И вдруг – постучались. Свежие, пахнущие снегом, вошли двое – Распопов и Валентин. Нянечка, разумеется, махом в чуланчик, четверогранный пузырек появился словно по щучьему велению, сковорода с яичницей-глазуньей (вот оно что скворчало-то!). Приятное знакомство состоялось за легким завтраком, за розовой лампадкой. И – будьте здоровы! – Анатолий Федорыч получил приглашение: при распоповской крестьянской повстанческой армии (теперь это, вишь, как уже называлось!) занять пост начальника штаба.
Вскоре он выехал в Крутогорск и пробыл там дня два, тайно ютясь в холодном нежилом мезонине у своего дядюшки Виктора Маркелыча Крицкого (улица Эммануила Канта, 26), после чего снова появился в Комарихе.
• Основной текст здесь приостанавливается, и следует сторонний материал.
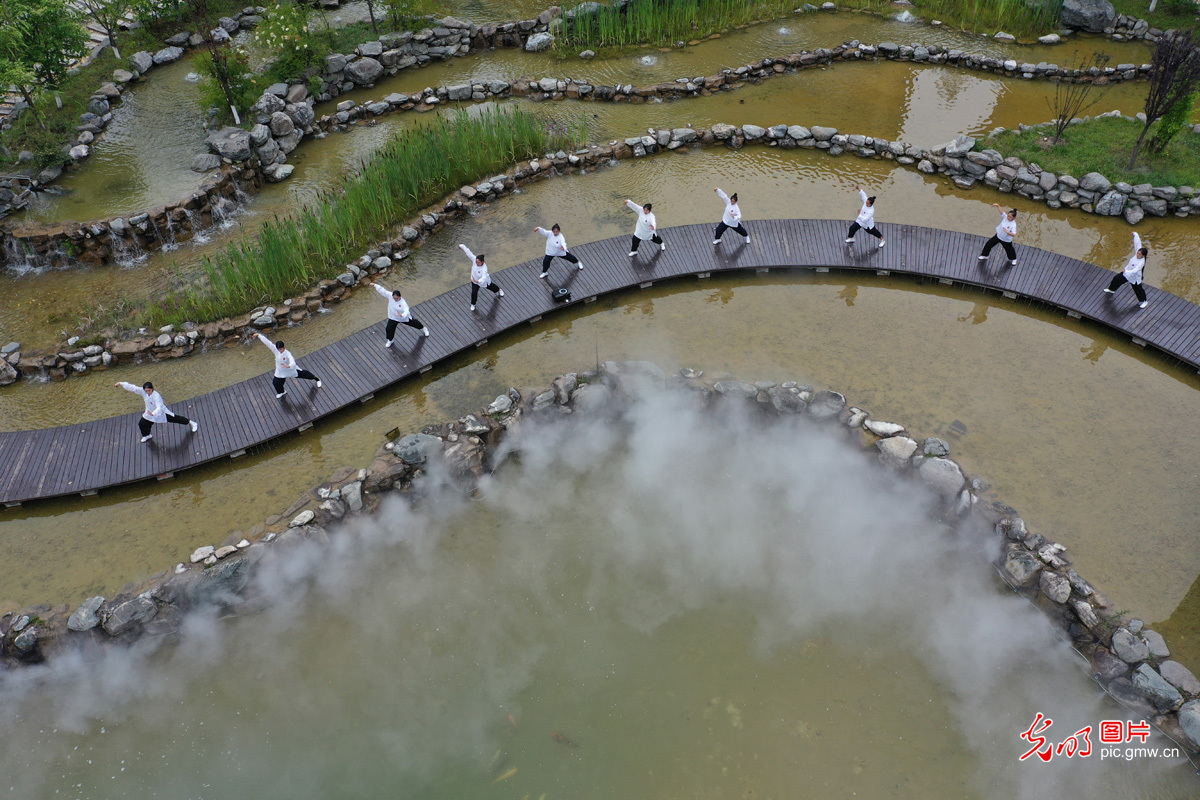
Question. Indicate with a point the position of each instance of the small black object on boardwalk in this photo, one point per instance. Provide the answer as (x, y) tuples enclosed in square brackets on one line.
[(87, 457)]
К этому времени доселе тихое селение превратилось в военный лагерь: дозоры, конные разъезды, даже два пулемета, два «максимки» – один на верхнем ярусе колокольни, другой – у белых колонн бывшего господского дома, где помещался ныне «штаб».
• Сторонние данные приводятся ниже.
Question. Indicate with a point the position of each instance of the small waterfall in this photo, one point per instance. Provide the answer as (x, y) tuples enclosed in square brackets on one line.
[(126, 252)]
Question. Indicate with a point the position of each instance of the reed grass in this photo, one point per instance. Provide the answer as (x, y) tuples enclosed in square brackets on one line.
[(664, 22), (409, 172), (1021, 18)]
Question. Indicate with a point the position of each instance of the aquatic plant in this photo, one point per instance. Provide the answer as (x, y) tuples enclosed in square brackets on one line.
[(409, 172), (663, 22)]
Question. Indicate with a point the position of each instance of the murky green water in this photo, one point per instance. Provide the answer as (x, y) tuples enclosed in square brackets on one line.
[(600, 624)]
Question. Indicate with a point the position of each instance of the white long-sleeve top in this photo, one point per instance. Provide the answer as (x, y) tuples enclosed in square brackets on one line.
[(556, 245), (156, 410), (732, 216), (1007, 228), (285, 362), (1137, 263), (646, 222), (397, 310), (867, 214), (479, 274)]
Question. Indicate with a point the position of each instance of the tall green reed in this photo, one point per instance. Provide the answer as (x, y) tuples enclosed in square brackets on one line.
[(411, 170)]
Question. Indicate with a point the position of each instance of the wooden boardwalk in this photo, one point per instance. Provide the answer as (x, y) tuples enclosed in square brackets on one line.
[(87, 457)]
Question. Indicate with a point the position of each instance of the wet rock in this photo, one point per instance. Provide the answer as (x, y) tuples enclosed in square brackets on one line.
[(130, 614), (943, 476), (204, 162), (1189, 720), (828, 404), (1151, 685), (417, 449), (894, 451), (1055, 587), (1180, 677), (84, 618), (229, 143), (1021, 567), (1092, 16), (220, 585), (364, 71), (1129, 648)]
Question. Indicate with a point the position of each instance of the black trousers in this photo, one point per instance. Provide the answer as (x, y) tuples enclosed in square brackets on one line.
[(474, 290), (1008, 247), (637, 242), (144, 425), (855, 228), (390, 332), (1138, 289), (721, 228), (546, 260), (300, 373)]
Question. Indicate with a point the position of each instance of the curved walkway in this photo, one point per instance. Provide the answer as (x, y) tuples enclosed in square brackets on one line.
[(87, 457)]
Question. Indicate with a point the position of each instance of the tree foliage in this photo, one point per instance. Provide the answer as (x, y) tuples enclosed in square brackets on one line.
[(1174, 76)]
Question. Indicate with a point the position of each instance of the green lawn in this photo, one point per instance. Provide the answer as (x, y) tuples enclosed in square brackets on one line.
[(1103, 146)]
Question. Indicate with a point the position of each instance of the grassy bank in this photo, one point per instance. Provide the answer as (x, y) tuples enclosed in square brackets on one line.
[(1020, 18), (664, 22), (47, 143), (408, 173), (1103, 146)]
Отложив в сторону «сладкозвучные окарины», Анатолий Федорыч пошел под заветный ясень и, расковыряв ломиком мерзлую землю, извлек из похоронки свой сверточек. Бережно, тщательно завернутый в клеенку, там покоился великолепный черный браунинг с серебряной накладной пластинкой на рукояти: «Igni etferro». – «Огнем и мечом!» – было награвировано на пластине.
Какую-нибудь неделю…
С десятком бойцов в уездный город Зареченск прибыл товарищ Чубатый.
–
Чубатый засмеялся.
– Эк вас тут нашарохали!
– Да ты не скалься, герой! Их, этих распоповцев, мать их за ногу, на сегодняшний день никак не меньше тысячи собралось, почитай, цельный полк… Это же ведь надо понимать!
Чубатый задумался. Приказ есть приказ. Распопова надо взять обязательно, что бы там ни было.
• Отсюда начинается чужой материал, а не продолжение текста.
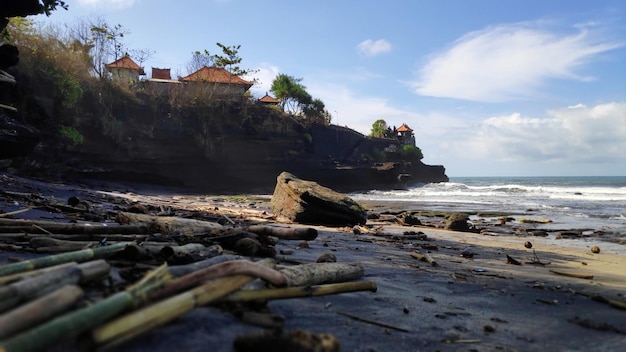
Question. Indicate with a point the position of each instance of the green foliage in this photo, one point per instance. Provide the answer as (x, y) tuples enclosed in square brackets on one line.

– В таком разе, – сказал, – давай свою милицию. Какой у тебя имеется личный состав?
Личного состава в Зареченске оказалось двенадцать человек.
– Ну, поехали!
А между тем дело к вечеру, мороз жмет прежестокий. И бойцы-чекисты и милиция – все в отделку закоченели. На хуторе Высоком решили стать на часок, погреться.
Баба в хате печь топила. Хмуро, недобро поглядела на проезжих. Они кипяточку спросили, с морозу кишки погреть. Впереди еще верст десять лежало пути.
Баба сказала сердито:
– Тут не городские господа, к чаям-сахарам непривычны, самовара нэма.
Но все же пошла до соседа – будто бы попросить самовар. Пяти минут не ходила, вернулась с охапкой соломы, кинула ее в пламенный, зев печи, сама шмыгнула в сени. В ту же минуту страшный взрыв рванул из печи, бог весть откуда взявшиеся мужики закидали хату гранатами.
Дальнейшее известно: один Чубатый действительно чудом унес ноги. В какую-нибудь неделю затянулся тугой узел бандитской распоповщины.
На снежной, буранной степи запылал пожар.
Часть третья
Распоповские хоромы
Город губернский, старинный – с церквами, монументами, со своими Растрелли и Гваренги, со своей исторической славой. Потрясенный великими событиями последних лет – революционными боями, голодом, разрухой, лежал в глубоких сугробах, дыша тяжело, трудно, как больной, набирающий силы после тифа. За водой на речку в прорубь ходили. Вонючие коптилки мигали в черноте длинных ночей. Холод, смертельный холод леденил стены закопченных, обшарпанных ампиров и барокко. И не то злобная, не то испуганная тишина таилась в ребрастых от поломанных заборов, от срубленных деревьев улицах. Не дыша, глубоко спрятав в сводчатых каменных подвалах недоброе что-то. Темное. Погибельное…
На бывшей Мало-Дворянской этаким разляпистым брюхатым комодом стоял трехэтажный домина. Сходство с комодом придавали нелепейшие выкрутасы верхних карнизов и башенки, кирпичные столбики, фальшивые флюгерочки вдоль крыши – подобие дешевых безвкусных безделушек, уставленных на комодной скатерке «для красоты».
Подпертый чугунными витыми столбами подъезд украшался огненно-красной вывеской: «Крутогорский губернский продовольственный комиссариат».
В этих хоромах, недавно принадлежавших первой гильдии купцу Ф. К. Расторгуеву, сидели совслужи. Лиловыми жиденькими чернилами строчили казенные бумаженции. Орудовали дыроколами, подшивая входящие. Заносили в огромные линованные красными и голубыми линейками книги исходящие. Чертили графики роста. На ротаторе размножали приказы. В иных просторных горницах заседали.